2022-07-23, 14:45–16:15, Envelope ✉️
The vision of a quantum internet is to enhance existing Internet technology by enabling quantum communication between any two points on Earth. Such a quantum internet will—in synergy with the “classical” internet that we have today—connect quantum information processors in order to achieve unparalleled capabilities that are provably impossible by using only classical information, such as distributing encryption keys secured by the laws of quantum mechanics, more efficient distributed agreement, or private delegated quantum computation. The first quantum entanglement networks have been realised in a lab including a software and network protocol stack for executing platform-independent applications. In this workshop we will introduce the basic concepts underpinning the quantum internet and take you through developing your own quantum network application running on a (for now) simulated quantum internet using the Quantum Network Explorer platform.
This workshop consists of two parts;
First, a basic introduction to quantum networks. Here, I will introduce the basic building blocks of a quantum internet: quantum bits (qubits), entanglement, and quantum repeaters. I will then explain the quantum mechanical phenomena that enable greater security for communication and how entanglement is a fundamentally new resource for distributed tasks and computation.
Secondly, to illustrate these concepts, I will take the audience through an implementation of a simple Quantum Key Distribution (QKD) application whereby Alice and Bob create a quantum-secured secret key which they can use to encrypt their communication. This will be done in Python using the tools available on the Quantum Network Explorer.
Pre-requisites: You need a machine with Linux and Python <= 3.9 (some of the packages have not been updated to 3.10). You may use the Windows Subsystem for Linux (Bash on Ubuntu) if you have a Windows machine. MacOS is in principle supported, but often causes issues due to certain dependencies that do not work on MacOS. In this case, you are advised to have Linux installed in a virtual machine.
Wojciech Kozlowski studied Theoretical Quantum Physics at the University of Cambridge where he obtained his MSci (2012). He then completed his PhD in Atomic and Laser Physics at the University of Oxford (2016). In his PhD he studied the interactions of quantum light with trapped cold atomic gases and developed theoretical models for the resulting competition between measurement back-action and intrinsic atomic dynamics.
Following his PhD studies, Wojciech decided that he would rather dive into Computer Science. Therefore, rather than following an academic career he went to work as a software engineer in the network protocols team at Metaswitch in London. It is here that he developed his interest in computer networks. During his time in industry, Wojciech was able to learn the basic theory of operation of computer networks whilst gaining practical experience in implementing and running network software.

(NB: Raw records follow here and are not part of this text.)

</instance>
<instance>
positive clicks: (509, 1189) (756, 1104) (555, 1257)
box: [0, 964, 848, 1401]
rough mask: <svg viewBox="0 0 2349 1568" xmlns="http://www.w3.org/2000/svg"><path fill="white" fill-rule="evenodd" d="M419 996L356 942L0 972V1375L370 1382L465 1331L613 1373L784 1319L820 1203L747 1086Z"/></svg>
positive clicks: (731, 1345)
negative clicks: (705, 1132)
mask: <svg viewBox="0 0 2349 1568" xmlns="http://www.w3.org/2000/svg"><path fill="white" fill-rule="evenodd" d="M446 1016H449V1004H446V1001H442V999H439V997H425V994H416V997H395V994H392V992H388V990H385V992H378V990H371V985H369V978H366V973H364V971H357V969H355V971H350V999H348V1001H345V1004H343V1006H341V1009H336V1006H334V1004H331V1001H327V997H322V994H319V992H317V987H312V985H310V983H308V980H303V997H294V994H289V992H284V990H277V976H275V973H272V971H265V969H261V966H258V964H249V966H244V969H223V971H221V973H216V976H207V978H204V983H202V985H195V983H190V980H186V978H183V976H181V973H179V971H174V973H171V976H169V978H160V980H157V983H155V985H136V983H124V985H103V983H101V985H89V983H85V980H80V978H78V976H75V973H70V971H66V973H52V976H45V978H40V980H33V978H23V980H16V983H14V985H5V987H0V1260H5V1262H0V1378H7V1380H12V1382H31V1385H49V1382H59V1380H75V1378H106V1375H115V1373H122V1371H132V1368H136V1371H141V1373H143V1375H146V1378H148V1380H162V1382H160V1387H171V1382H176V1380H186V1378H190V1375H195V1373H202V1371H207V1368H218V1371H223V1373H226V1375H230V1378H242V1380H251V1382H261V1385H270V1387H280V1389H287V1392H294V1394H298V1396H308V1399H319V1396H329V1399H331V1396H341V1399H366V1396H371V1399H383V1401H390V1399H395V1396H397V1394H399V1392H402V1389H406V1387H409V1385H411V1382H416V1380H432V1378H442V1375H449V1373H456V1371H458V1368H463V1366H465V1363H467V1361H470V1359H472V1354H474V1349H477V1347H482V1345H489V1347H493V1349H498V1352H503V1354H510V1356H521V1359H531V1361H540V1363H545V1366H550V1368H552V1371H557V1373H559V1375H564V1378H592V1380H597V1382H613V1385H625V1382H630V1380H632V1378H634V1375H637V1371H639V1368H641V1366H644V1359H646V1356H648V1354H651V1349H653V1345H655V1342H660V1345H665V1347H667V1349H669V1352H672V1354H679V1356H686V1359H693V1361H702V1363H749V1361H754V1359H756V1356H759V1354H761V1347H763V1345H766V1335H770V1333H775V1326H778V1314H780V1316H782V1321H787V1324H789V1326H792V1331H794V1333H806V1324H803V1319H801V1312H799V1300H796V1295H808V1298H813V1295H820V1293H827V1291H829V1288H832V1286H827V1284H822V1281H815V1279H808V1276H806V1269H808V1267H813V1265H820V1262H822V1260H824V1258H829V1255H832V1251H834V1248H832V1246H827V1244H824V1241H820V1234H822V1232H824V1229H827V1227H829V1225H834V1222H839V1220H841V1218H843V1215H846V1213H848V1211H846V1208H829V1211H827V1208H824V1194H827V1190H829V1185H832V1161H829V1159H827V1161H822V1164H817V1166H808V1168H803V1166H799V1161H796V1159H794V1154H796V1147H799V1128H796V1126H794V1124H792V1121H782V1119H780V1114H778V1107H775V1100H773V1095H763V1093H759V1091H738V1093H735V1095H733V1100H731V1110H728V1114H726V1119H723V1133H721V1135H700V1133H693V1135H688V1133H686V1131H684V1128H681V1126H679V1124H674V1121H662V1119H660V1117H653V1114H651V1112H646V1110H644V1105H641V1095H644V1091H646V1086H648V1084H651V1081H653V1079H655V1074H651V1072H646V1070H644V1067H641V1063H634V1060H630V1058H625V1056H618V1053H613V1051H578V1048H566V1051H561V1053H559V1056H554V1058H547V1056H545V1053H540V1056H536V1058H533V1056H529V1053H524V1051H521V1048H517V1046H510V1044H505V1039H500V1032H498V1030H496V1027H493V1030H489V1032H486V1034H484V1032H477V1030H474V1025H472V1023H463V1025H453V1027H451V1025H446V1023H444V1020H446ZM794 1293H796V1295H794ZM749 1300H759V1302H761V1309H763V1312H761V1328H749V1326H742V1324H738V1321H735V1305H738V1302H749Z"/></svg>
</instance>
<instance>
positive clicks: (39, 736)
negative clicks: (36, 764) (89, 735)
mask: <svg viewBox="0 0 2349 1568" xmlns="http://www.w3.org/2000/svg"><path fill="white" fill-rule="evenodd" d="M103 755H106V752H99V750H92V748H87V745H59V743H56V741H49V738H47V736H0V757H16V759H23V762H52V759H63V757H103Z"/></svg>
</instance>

Wojciech found out about QuTech while attending the IETF 101 meeting in London where the Quantum Internet Research Group at the IRTF was formed. Less than a year later, in February 2019 Wojciech joined QuTech as a postdoc in the Wehner Group. His research work focused on quantum network protocol design and the software architecture for quantum networking nodes. In the meantime he also became a co-chair of the Quantum Internet Research Group at the IRTF. As of April 2021, Wojciech is a Quantum Network Engineer at QuTech. In his new role he works on developing the overall software architecture for quantum networks covering both the data and control plane.